Langgur – Sebuah langkah revolusioner dalam dunia birokrasi lokal resmi dimulai hari ini di lingkungan Pemerintah Kabupaten Maluku Tenggara. Sehubungan dengan Pelaksanaan Pelatihan Dasar (Latsar) Calon Pegawai Negeri Sipil (CPNS) Tahun 2026, Sekretariat Dewan Perwakilan Rakyat Daerah (DPRD) Kabupaten Maluku Tenggara menyelenggarakan kegiatan Sosialisasi Aktualisasi yang berfokus penuh pada digitalisasi administrasi.

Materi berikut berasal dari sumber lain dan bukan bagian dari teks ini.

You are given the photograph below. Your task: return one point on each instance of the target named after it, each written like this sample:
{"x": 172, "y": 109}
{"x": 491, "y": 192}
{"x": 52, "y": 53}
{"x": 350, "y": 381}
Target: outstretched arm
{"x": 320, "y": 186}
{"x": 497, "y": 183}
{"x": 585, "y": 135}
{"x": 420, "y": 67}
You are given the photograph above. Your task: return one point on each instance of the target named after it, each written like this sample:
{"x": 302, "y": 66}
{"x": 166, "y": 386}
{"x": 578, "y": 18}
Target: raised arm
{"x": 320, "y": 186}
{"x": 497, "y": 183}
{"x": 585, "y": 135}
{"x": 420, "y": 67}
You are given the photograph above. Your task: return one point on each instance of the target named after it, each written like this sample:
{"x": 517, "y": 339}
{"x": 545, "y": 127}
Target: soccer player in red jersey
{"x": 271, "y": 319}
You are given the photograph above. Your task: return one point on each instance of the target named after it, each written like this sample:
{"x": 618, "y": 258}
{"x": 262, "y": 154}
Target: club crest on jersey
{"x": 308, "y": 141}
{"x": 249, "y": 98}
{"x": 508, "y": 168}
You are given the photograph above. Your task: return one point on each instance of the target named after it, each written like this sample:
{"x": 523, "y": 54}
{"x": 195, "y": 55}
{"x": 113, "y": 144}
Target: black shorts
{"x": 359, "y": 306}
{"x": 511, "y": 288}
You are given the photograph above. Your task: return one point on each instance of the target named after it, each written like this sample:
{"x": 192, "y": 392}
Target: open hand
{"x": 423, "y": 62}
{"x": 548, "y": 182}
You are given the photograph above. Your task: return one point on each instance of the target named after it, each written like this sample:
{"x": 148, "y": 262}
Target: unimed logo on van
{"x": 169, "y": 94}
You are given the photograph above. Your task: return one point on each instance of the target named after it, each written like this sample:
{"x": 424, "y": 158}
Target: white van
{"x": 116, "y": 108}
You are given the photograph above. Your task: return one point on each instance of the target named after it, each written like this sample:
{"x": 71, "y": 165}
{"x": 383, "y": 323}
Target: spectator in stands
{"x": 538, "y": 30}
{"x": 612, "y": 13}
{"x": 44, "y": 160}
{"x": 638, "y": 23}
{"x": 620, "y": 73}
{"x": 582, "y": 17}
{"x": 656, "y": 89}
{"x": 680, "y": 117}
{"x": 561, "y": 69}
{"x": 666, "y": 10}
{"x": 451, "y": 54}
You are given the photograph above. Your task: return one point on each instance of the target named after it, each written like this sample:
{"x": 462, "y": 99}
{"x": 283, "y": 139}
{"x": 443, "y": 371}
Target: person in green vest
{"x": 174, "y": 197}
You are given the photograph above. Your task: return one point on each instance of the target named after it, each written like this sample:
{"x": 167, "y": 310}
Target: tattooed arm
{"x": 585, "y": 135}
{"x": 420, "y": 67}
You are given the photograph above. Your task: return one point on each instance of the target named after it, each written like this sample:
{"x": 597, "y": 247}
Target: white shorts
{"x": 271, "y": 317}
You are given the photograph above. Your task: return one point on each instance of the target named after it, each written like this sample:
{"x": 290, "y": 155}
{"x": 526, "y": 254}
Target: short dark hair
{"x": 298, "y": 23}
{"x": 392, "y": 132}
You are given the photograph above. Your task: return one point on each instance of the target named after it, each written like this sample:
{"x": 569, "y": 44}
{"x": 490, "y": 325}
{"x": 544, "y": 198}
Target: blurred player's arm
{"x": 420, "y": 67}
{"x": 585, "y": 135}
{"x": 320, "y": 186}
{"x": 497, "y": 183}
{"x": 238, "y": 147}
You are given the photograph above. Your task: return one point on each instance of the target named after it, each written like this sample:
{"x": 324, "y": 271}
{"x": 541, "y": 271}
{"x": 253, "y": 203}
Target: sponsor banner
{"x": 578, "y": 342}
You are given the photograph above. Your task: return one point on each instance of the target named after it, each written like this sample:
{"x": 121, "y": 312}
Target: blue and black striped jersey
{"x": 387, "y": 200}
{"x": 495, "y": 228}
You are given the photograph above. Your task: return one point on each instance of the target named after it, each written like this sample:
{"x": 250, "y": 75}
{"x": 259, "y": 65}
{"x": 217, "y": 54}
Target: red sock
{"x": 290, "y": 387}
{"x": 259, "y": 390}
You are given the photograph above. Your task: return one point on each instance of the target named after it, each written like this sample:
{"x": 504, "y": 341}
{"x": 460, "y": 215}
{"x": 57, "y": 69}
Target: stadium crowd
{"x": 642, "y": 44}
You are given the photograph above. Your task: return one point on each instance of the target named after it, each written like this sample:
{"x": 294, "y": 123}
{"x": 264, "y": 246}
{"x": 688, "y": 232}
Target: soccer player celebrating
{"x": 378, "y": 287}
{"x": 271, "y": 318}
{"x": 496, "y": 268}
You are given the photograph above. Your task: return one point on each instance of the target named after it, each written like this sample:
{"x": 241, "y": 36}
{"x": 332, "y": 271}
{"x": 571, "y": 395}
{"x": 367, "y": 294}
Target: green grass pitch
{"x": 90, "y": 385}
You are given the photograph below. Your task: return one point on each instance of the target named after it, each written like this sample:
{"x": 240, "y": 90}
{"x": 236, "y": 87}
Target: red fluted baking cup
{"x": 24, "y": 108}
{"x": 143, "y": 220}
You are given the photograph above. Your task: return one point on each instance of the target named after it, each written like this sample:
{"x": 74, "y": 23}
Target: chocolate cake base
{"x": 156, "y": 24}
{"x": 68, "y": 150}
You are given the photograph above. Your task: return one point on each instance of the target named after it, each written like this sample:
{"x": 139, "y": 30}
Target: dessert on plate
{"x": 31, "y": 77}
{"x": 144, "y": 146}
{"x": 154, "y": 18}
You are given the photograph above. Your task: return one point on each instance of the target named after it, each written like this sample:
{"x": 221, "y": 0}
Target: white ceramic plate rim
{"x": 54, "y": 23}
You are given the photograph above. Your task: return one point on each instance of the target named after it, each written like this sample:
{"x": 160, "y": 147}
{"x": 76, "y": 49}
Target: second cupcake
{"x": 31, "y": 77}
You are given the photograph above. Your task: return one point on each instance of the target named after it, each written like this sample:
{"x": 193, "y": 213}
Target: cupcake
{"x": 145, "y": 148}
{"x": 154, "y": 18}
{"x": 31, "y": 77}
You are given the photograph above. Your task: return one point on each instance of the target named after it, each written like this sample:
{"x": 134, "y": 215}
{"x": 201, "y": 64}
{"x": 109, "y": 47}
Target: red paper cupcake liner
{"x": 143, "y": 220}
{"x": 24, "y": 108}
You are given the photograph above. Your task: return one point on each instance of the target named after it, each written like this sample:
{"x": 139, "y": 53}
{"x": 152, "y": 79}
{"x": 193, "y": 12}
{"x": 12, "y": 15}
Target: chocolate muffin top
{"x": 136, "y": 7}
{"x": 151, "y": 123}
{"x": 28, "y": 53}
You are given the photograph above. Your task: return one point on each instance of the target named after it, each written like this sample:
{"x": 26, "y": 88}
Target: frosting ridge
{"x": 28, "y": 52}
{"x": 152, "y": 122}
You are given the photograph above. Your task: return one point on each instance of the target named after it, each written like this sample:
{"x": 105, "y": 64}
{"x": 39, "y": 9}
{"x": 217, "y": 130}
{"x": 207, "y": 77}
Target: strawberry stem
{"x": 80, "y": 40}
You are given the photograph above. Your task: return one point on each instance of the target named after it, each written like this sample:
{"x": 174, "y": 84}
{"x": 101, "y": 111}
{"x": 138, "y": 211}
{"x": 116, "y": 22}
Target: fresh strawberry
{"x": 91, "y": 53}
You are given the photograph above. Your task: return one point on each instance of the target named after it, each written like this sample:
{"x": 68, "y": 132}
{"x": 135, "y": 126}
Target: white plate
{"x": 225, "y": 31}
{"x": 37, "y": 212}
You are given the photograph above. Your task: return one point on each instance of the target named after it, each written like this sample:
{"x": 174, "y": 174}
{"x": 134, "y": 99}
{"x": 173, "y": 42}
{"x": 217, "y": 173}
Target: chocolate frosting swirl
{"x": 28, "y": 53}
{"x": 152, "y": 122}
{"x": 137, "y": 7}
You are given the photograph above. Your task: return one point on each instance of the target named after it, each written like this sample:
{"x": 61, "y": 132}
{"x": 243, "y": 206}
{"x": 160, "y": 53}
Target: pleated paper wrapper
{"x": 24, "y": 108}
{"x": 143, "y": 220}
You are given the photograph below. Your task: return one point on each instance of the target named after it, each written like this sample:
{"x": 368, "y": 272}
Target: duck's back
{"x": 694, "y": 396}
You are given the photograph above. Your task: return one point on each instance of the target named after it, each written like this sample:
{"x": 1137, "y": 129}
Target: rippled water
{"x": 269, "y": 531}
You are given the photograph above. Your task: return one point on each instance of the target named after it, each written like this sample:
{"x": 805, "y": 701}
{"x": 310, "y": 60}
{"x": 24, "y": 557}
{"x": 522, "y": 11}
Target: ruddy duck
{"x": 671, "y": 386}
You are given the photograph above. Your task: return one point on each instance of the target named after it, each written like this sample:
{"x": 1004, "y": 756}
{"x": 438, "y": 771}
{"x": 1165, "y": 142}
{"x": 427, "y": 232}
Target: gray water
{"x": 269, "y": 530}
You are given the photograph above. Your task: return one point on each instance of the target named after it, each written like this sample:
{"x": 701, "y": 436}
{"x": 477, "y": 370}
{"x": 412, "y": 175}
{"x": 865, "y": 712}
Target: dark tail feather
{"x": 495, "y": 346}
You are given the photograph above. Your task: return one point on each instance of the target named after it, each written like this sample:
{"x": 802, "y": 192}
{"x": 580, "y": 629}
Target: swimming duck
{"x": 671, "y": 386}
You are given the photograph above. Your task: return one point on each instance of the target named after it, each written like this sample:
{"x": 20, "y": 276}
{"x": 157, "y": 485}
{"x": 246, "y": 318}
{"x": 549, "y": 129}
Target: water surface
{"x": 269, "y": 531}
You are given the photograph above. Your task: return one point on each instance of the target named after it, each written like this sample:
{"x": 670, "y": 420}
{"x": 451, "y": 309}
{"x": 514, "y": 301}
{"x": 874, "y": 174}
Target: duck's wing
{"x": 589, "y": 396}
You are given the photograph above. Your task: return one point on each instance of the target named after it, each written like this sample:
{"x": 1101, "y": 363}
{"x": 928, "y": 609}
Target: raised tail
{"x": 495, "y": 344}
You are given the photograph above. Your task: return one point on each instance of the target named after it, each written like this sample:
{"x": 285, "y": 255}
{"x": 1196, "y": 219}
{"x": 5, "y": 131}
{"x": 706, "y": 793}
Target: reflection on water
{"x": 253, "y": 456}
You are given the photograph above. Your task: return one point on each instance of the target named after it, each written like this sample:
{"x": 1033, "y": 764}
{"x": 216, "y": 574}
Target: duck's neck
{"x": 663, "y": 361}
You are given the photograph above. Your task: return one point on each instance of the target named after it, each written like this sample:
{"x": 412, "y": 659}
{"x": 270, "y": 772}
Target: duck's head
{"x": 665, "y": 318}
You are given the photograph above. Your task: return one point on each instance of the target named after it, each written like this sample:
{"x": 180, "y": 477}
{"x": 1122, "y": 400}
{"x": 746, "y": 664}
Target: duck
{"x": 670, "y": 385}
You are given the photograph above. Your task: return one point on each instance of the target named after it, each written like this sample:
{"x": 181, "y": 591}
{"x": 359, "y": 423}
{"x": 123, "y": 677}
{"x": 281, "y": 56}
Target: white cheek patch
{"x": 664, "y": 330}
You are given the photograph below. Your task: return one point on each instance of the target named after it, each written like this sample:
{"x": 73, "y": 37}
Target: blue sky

Bertempat di Ruang Rapat Sekretariat DPRD Kabupaten Maluku Tenggara, inovasi bertajuk
“Transformasi Administrasi Digital – Inovasi Berbasis Real-Time: E-Nomor, E-Guestbook, E-Arsip (Surat Masuk)” resmi dipaparkan oleh penggagasnya, Anastasia Novita Tamnge, seorang CPNS pada instansi tersebut.
Agenda ini diimplementasikan sebagai perwujudan nyata dari rancangan aktualisasi nilai-nilai dasar ASN yang BerAKHLAK (Berorientasi Pelayanan, Akuntabel, Kompeten, Harmonis, Loyal, Adaptif, dan Kolaboratif). Kehadiran sistem baru ini dirancang secara khusus guna mendongkrak efektivitas dan transparansi kinerja pada Bagian Umum di Sekretariat DPRD, sekaligus memutus rantai birokrasi manual yang lambat dan rentan kesalahan.
Analisis Mendalam: Lompatan dari Manual ke Real-Time
Selama bertahun-tahun, budaya kerja konvensional seperti pencatatan buku tamu fisik, penomoran surat manual menggunakan agenda kertas, hingga pengarsipan fisik surat masuk sering kali memicu hambatan operasional (bottleneck). Kehilangan data, duplikasi nomor surat, dan lambatnya pencarian dokumen lama menjadi potret klasik yang ingin dihilangkan melalui inovasi ini.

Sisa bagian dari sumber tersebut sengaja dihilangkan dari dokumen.